Au fond de lui il se demandait s’il avait vraiment connu sa femme. Il regardait à nouveau les affaires qui lui appartenaient. Il remarquait certains détails qui lui avaient échappé. Rien qui pourrait expliquer sa mort. Des choses qui pouvaient expliquer sa vie. Ce qu’elle était. Qui elle était.Il avait trouvé l’endroit où elle cachait ses anxiolytiques. Traitement des angoisses aiguës. Il n’avait pas remarqué. Il n’y avait pas eu de signes. Pas d’appel à l’aide. Rien.
Il avait renversé son flacon de parfum. Elle en avait changé. Il n’avait pas remarqué.
Trop de choses qu’il ne voyait plus depuis longtemps. Ce qui se passe quand le couple prend un air d’acquis.
Il finit par sourire, un de ces sourires tristes, d’où aucune chaleur ne perce. L’inspecteur finirait par mieux connaître Yolande que lui. Parce que Martigan, prenait la peine de la regarder à nouveau.
Lui visiblement, avait oublié de le faire pendant trop longtemps.

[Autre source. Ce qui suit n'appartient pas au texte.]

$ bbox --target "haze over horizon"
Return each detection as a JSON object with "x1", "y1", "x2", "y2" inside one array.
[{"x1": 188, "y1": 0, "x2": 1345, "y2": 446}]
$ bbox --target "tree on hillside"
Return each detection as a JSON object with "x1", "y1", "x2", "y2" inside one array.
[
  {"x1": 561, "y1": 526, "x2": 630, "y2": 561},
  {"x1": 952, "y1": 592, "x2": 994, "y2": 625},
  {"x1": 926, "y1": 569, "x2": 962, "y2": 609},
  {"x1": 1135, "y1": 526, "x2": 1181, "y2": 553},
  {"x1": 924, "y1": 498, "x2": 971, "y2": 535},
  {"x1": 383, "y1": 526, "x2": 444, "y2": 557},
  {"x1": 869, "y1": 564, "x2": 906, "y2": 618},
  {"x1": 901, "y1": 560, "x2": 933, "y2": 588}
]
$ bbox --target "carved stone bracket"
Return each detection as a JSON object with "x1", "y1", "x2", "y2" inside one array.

A force de regarder ces putains de photos, j’en avais mal aux yeux. Ils ne penseraient jamais à changer ces saletés de néons. Allumés de jour comme de nuit, à te vriller les nerfs optiques pour te rappeler comme c’est bon de servir la justice. Merci du cadeau Messieurs les Elus, oubliez moi pour Noël. On m’a déjà offert un cadeau cette année. Et justement ce cadeau je l’ai sous les yeux.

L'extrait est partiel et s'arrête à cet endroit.